Il governo ha da poco aumentato il salario minimo del 350 per cento, portandolo a 15 dollari al mese. Ma con l’inflazione che alla fine dell’anno toccherà la cifra record del 200 mila per cento, anche un simile aumento non farà che perdere valore in poche settimane. Il sindacato degli insegnanti chiede per i suoi iscritti uno stipendio mensile di almeno 500 dollari.
«LA PIÙ GRANDE CRISI DI RIFUGIATI DELLA STORIA»
«Molti insegnanti sono fuggiti dal Venezuela», continua Aguero. «Non tutti riescono a sopportare la crisi in cui ci troviamo. Vendendo cosmetici nel fine settimana guadagno molto di più che insegnando. Questa è la nostra realtà ma nonostante tutto continuiamo a lavorare perché amiamo il nostro lavoro e facciamo del nostro meglio».

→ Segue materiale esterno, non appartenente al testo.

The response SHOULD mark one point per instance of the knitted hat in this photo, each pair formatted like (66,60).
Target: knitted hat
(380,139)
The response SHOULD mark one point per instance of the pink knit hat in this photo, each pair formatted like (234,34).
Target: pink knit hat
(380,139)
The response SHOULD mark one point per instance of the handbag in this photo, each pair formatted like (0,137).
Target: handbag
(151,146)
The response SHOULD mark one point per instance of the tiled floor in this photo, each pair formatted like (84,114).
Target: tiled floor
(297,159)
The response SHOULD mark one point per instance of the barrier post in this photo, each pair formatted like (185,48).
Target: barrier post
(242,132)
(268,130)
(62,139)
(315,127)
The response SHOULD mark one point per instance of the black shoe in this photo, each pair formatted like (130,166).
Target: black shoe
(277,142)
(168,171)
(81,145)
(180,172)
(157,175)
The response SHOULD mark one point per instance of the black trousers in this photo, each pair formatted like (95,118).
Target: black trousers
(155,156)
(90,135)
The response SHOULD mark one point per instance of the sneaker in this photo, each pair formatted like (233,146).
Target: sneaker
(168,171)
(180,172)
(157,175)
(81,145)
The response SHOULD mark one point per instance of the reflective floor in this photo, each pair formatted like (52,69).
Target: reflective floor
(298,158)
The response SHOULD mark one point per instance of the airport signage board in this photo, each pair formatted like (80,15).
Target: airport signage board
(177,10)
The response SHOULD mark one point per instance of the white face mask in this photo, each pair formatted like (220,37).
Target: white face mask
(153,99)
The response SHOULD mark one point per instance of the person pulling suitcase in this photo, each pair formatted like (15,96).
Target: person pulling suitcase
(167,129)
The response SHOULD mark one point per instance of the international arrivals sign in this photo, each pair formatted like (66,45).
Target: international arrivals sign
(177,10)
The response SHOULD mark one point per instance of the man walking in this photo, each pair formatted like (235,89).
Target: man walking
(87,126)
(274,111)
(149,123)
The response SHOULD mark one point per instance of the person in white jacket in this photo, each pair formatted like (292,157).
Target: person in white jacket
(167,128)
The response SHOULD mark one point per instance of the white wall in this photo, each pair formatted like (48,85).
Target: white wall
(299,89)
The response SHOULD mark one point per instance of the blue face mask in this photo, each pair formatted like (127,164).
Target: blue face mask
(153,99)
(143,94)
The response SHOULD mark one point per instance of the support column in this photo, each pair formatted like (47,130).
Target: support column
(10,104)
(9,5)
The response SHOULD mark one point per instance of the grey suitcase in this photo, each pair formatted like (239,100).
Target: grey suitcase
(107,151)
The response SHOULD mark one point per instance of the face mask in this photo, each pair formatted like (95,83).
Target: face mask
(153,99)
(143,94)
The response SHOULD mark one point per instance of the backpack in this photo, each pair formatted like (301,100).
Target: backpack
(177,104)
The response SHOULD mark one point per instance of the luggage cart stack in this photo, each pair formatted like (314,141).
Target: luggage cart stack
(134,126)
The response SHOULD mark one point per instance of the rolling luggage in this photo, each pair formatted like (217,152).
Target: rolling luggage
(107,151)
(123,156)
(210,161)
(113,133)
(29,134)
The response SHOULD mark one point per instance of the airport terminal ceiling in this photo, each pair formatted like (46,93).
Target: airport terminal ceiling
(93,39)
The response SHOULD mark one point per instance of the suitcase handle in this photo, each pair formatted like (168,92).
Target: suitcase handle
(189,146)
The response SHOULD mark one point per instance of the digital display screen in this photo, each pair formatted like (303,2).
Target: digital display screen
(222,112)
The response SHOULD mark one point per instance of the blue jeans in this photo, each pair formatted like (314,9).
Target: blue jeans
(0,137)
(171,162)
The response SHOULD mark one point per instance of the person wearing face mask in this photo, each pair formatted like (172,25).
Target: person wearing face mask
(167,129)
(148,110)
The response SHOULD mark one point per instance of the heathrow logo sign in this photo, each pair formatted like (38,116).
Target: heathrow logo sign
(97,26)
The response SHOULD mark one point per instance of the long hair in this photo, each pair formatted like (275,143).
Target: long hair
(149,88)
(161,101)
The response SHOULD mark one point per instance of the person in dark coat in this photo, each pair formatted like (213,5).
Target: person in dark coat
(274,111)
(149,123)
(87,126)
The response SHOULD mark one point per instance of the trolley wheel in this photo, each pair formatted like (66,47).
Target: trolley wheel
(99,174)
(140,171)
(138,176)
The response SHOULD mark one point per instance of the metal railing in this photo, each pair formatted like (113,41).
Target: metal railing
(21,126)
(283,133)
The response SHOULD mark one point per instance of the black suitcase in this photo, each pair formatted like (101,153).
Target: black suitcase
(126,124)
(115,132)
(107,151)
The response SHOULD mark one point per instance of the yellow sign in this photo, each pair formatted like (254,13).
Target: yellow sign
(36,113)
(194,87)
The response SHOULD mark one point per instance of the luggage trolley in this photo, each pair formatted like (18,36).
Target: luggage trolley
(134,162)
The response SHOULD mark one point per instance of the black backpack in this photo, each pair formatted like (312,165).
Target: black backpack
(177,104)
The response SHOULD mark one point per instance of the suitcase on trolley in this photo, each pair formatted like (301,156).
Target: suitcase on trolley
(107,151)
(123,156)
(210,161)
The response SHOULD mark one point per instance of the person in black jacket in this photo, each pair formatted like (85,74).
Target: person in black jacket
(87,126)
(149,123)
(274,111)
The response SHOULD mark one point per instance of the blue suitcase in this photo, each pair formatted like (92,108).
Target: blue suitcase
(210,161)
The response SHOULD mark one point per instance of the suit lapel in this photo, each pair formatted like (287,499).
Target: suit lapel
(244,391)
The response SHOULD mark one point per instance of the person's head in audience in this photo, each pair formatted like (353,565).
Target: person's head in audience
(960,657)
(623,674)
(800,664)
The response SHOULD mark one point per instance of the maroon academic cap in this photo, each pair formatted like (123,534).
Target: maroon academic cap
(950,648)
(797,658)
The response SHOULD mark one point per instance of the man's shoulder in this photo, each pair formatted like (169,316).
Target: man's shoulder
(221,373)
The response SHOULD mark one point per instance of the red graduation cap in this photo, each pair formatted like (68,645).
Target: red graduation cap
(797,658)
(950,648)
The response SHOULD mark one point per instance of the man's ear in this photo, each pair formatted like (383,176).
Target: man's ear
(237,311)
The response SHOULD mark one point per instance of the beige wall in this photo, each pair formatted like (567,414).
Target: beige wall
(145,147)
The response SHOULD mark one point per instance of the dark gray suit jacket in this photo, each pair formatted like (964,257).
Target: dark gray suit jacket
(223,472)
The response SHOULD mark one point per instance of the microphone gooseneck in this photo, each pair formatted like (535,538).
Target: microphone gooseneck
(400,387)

L’esodo dei venezuelani raggiungerà presto la cifra di cinque milioni di persone, secondo le Nazioni Unite. Circa cinquemila persone al giorno cercano di entrare in Colombia, che già ospita 1,4 milioni di profughi. Si tratta «della più grande crisi di rifugiati della storia dell’America latina, almeno di quella recente», ha dichiarato a Reuters pochi giorni fa Walter Stevens, ambasciatore dell’Unione Europea all’Onu a Ginevra.
Nonostante il Venezuela disponga delle più grandi riserve petrolifere del mondo, oggi riesce a produrre soltanto il 20 per cento del greggio che estraeva prima che Hugo Chavez lanciasse la rivoluzione socialista nel 1999 a causa della corruzione e dell’incapacità del governo di gestire l’economia. In Venezuela manca tutto: cibo, medicine e perfino l’elettricità. Ma la dittatura di Maduro, invece che riconoscere il proprio fallimento, continua ad andare avanti incolpando l’Occidente per le sue stesse carenze.